Когда Даша рождалась, – донесся голос Иванова, – так резали, и что-то неудачно. Сказали, что больше не будет. А нам очень сына хотелось. Пошли в дом ребенка и взяли.
– Сразу пошли и взяли?
– Да нет же, почему... Думали: а вдруг? Могут же и врачи ошибаться? Раз ошиблись, почему и другой раз не могут? Ждали... Сколько? Четыре года ждали. Потом пошли и взяли. Сразу двух.
– Так это... братья?
– Парни-то? Конечно, братья, по ним же видно. Погодки. Мать одного сдала, через год родила и снова сдала.
– Вы знаете, кто мать?
– Да кто ж ее у нас не знает, эту... мать, прости господи!
– Но здесь же есть настоящей детский дом, и, я слышал, довольно хороший.
– Ну и что?
– Может, шли бы туда и работали. Здесь же тесно и вам, и детям.
Папаша Иванов повернул голову и глянул в глаза Лузги ну.
– Извини, Василия, у тебя у самого дети есть?
– Нет, – сказал Лузгин.
– Оно и видно, – проговорил Иванов с укоризной. – Там – дом сиротский, а у нас – семья. Чуешь разницу?
– Извини, Степаныч, не подумал.
– Да брось ты окурок, вон в кустики брось! Погниет
– удобрение будет... Квартиру бы, конечно, не такую...
– Так почему не требуете? Обратились бы к депутату.
– Я тут сам депутат, – невесело усмехнулся Степаныч. – Сам в комиссии по деньгам заседаю. Нету денег, строим мало... Решение-то есть, года два еще назад подписали. Вот ждем.
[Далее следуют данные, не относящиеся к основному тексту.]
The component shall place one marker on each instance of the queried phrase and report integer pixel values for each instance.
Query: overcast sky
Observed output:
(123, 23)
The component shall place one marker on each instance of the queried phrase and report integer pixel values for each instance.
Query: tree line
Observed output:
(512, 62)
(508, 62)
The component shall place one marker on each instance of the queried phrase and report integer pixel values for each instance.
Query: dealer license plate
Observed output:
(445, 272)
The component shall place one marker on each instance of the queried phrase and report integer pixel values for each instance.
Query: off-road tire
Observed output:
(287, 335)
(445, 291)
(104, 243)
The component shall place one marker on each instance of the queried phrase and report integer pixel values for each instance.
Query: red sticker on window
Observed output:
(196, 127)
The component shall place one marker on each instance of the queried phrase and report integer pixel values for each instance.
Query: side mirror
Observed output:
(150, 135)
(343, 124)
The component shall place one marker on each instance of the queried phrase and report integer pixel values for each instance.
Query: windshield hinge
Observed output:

Дадут, конечно, надо подождать.
Лузгин вдруг вспомнил про бумаги и портфель, оставшийся в машине, и даже испугался: шофер задрых, сопрут озорники! – и уже подтянул было ноги, чтобы встать, как Иванов спросил:
– А сам-то ты, Васильич, бездетный почему? Холостякуешь, что ли?
– Женат. А так... Так получилось.
– Бывает. Извини. С другой стороны, без детей нынче как-то попроще. Ты вот не поймешь...
– Ну почему же?
– Да не поймешь... – Мимо прошли две старухи с авоськами, и Степаныч кивнул им раздельно. – Ты вот как покупаешь – на вес?
– Что – на вес?
– Ну да все, из еды... А мы – штуками. Шесть пряников, двенадцать карамелек, шесть яблоков... Колбасу покупаем – нам восемь кусочков отрежут и свесят; в магазине уже знают и режут хорошо... Ровно режут, без обид каждому. Ну, крупу – там понятно, там сразу на всех.
– Черт возьми! – Лузгин помотал головой. – И зачем вам это надо? Ну ладно, были бы богатые – взяли бы сироток... от щедрот, так сказать, от широты души...
– А где ты это видел? – Степаныч поморщился, и усы встали ежиком. – Где ты видел, чтоб богатые, значит, от широты души... Какой души? Хотя б от широты кармана! Эх, Василия, а еще журналист... Ни хрена ты, брат, жизни не знаешь.
– Ну, не скажи, – обиделся Лузгин. – Я, брат Степаныч, такого навидался – тебе и не снилось.
– Не того ты, значит, навидался. А вот скажи, – Иванов наклонил к нему голову, но глаз не повернул, смотрел на егозню в песочнице. – Ты сам не бедный? Вижу, что не бедный. И нет детей... По медицине?
– Ну, – сказал Лузгин.
– А ты сходи и посмотри, кого бросают, господи! Какие дети! Сердце тает, как в руки возьмешь! Есть же дуры, есть же... прости господи!..
– Не все так просто, Степаныч, – сказал Лузгин. – Жизнь заставит – и бросишь.
– Неправда, – сказал Иванов. И еще раз сказал: Неправда.
Он замолчал и молчал долго, как будто что-то вырешил про Лузгина и тут же потерял к нему внимание. Слева с пробочным звуком откупорилась форточка, детский голос позвал: «Папа, иди, твоя очередь!». Степаныч поднялся, пригладил усы и спросил:
– Идете?
– Лучше здесь посижу, – ответил Лузгин. – Нечего мне там толкаться. Еще близняшек напугаю.
– Не напугаете, – добродушно молвил Иванов. – У нас Машка как увидит чужого, орет страшным голосом, а вы вошли – и ничего.